Deu-se, então, um processo de privatização do Estádio, que pertencia até então ao poder público. A privatização, segundo Zelesco, se deu sem licitação e a atuação do Ministério Público fez com que uma decisão judicial a apontasse como irregular. “O argumento é de que o estádio ficou em ‘uso misto’, mas hoje na verdade cerca de 80% da área é utilizada pelo empreendedor privado, impedindo o desenvolvimento do remo”, explicou. Durante as obras para o Pan-americano, o governo alegou que o Estádio de Remo deveria ser implodido porque não atendia às exigências do Comitê. “Queriam demolir para reconstruir uma arquibancada que atendesse a um empreendimento privado, então reduziram a área de assistência de regatas”, contou o palestrante.

Zelesco encerrou a palestra apresentando um documento dos responsáveis pela organização dos Jogos Olímpicos que trata da situação do estádio. O texto diz que as obras a serem feitas deverão visar o legado e as instalações de treinamento. “Hoje não há espaço para transformar a área em uso esportivo e técnico. O documento dá a entender que a arquitetura do estádio deve ser preservada, mas o tempo está passando e não sabemos sequer quem é nosso interlocutor para que possamos recuperar o uso esportivo do estádio. Esse sim seria o grande legado da Olimpíada para o remo”, defendeu. O presidente do Clube Piraquê também destacou que, para que sejam feitas as obras necessárias, é preciso acabar com o ‘uso misto’ do estádio. “Não queremos o uso misto, queremos um legado concreto para a população”, arrematou.

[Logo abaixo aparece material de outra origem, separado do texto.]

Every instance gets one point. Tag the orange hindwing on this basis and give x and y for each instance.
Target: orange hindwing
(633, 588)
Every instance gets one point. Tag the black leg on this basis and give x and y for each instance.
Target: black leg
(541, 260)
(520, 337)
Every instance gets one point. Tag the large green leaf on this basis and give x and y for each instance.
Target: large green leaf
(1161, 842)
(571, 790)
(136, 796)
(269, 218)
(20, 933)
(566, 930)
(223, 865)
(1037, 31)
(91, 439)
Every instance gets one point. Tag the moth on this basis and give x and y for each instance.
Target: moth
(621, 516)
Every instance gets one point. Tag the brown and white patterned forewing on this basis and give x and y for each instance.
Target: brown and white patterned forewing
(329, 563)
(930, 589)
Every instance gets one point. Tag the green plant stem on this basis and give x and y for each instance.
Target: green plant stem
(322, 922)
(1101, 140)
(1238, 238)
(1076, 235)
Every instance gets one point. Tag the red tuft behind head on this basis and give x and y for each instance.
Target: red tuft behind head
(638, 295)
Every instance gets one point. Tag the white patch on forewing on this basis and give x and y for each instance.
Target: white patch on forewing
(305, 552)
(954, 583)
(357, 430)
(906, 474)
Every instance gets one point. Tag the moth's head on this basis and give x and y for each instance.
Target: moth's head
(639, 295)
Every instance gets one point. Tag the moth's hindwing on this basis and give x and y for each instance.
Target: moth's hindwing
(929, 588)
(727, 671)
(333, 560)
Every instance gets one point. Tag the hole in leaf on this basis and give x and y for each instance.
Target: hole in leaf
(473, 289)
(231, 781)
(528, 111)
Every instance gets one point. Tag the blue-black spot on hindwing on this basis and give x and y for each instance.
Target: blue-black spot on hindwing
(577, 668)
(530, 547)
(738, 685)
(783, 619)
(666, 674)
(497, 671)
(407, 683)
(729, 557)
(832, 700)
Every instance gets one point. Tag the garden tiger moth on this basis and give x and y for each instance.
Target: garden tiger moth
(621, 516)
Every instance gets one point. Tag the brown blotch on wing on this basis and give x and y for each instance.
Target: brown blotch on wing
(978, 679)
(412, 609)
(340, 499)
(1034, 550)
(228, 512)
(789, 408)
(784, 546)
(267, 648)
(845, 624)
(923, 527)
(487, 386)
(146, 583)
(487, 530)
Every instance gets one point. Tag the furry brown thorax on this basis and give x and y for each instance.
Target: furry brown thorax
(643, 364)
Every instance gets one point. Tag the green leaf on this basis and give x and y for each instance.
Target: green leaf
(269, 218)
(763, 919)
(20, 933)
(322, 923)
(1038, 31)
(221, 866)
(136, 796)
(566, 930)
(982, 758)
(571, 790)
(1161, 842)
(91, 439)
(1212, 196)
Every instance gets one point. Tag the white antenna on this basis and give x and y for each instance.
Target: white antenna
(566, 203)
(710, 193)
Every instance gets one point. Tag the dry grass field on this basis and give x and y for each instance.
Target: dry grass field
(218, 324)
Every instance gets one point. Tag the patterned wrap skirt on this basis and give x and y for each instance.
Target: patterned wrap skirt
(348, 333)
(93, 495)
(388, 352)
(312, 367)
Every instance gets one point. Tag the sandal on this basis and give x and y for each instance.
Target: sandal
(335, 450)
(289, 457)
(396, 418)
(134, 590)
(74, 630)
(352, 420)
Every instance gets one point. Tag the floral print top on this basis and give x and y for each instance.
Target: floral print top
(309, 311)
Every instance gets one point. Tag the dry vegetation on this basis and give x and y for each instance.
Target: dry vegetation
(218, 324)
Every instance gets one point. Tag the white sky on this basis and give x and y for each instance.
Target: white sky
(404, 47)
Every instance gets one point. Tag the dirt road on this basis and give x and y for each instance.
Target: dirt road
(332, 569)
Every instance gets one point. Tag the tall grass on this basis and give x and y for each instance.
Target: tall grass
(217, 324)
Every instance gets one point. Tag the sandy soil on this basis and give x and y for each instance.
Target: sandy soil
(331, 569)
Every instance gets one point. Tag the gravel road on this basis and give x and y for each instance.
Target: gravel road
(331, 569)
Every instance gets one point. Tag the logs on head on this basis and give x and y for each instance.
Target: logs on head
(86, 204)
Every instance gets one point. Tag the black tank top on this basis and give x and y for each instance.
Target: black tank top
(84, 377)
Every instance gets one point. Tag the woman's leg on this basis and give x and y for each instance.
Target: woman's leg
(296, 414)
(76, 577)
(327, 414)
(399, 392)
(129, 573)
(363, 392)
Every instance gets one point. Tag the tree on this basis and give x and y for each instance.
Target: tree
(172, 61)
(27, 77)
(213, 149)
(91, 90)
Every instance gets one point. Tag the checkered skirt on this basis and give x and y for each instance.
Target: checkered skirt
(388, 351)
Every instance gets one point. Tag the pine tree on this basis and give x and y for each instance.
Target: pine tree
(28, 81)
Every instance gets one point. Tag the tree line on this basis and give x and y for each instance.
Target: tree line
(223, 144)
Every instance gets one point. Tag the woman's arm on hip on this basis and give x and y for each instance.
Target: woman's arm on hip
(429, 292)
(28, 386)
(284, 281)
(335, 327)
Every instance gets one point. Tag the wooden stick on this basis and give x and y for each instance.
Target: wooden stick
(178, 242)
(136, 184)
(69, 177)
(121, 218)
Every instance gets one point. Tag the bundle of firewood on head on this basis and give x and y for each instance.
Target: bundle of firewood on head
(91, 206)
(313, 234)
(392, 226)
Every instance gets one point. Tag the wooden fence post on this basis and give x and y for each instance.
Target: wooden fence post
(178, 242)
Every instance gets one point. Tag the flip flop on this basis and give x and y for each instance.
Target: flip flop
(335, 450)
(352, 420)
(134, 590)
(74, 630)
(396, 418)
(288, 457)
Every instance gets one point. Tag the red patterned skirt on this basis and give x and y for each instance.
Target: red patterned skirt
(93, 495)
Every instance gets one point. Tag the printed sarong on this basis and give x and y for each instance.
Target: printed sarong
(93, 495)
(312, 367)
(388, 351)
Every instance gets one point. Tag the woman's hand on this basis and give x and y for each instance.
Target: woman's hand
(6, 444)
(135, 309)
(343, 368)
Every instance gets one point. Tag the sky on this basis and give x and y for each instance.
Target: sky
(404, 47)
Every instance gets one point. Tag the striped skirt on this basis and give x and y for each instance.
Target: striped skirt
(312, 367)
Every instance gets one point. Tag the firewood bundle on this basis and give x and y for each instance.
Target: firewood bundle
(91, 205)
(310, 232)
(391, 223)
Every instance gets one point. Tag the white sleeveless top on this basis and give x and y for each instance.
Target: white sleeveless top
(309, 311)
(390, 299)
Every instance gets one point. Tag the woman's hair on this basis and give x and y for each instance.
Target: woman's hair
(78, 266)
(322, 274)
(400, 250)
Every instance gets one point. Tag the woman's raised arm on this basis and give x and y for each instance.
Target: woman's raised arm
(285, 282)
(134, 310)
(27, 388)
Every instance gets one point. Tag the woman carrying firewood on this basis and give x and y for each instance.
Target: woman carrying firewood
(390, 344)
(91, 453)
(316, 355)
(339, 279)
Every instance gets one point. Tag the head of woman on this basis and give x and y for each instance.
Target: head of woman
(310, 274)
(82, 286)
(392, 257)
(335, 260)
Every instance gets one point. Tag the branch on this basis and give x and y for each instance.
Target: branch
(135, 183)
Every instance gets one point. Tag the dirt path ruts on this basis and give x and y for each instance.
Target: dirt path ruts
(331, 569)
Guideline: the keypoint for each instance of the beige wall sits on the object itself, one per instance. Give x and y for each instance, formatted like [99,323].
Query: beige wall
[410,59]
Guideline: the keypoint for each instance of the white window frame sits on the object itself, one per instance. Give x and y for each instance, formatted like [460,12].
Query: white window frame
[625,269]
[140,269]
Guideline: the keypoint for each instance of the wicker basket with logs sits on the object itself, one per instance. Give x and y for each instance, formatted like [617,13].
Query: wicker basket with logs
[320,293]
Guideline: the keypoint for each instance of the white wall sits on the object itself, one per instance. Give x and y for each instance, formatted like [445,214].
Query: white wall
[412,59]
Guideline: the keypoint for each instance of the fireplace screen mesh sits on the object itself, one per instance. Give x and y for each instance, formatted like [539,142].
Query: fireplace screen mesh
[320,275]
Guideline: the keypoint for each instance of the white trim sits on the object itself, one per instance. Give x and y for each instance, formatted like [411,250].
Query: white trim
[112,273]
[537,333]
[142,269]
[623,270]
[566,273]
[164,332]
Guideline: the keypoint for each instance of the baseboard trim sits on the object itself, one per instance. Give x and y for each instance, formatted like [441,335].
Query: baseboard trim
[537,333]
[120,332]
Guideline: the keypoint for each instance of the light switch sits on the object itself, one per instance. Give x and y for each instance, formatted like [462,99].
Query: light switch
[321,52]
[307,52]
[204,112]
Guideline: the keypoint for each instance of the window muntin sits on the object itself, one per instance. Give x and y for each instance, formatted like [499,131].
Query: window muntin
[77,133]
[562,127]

A representante da Secretaria de Estado da Secretaria Municipal de Esportes e Lazer, Tatiana Escobar, se colocou à disposição do movimento SOS Estádio de Remo. “Esse tema precisa ser debatido; eu imaginava que o ministro dos Esportes pudesse estar aqui, já que o nível municipal não pode fazer muito diante desse quadro”, argumentou. O presidente da Confederação Brasileira de Remo, Paulo Carvalho, ressaltou as irregularidades do processo de privatização do estádio. “Mesmo com a decisão judicial de que a licitação foi irregular, ainda estamos aguardando os resultados. O remo até hoje não ganhou nada com o ‘uso misto’, mesmo com o argumento de que os estacionamentos fomentam o remo”, destacou.

Para o presidente da Associação de Moradores do Leblon, William Howard Hossel, a população do entorno sente necessidade de uma recuperação ampla da Lagoa. “É hora de acabar com a mortandade de peixes e limpar a água, incentivar o uso público, a prática de esportes. A Lagoa não pode ser engolida por interesses empresariais. Não podemos desperdiçar dinheiro com obras provisórias; é preciso fazer um estádio modelo”, afirmou.

O ex-remador e atual conselheiro do Clube de Regatas do Flamengo, Luiz José da Silva Barros, filho do arquiteto Benedito de Barros, autor do projeto do estádio, entrou com pedidos de tombamento do estádio nos níveis federal, estadual e municipal, simultaneamente. “A luta é pela integração através do esporte. A prefeitura tem uma resolução que não permite a instalação de grandes negócios no entorno da lagoa e o projeto inicial foi destruído sem nenhuma preocupação com a arquitetura. As autoridades fogem do debate, mas não admitimos que as pessoas sejam levadas à beira da Lagoa para ir ao cinema”, protestou.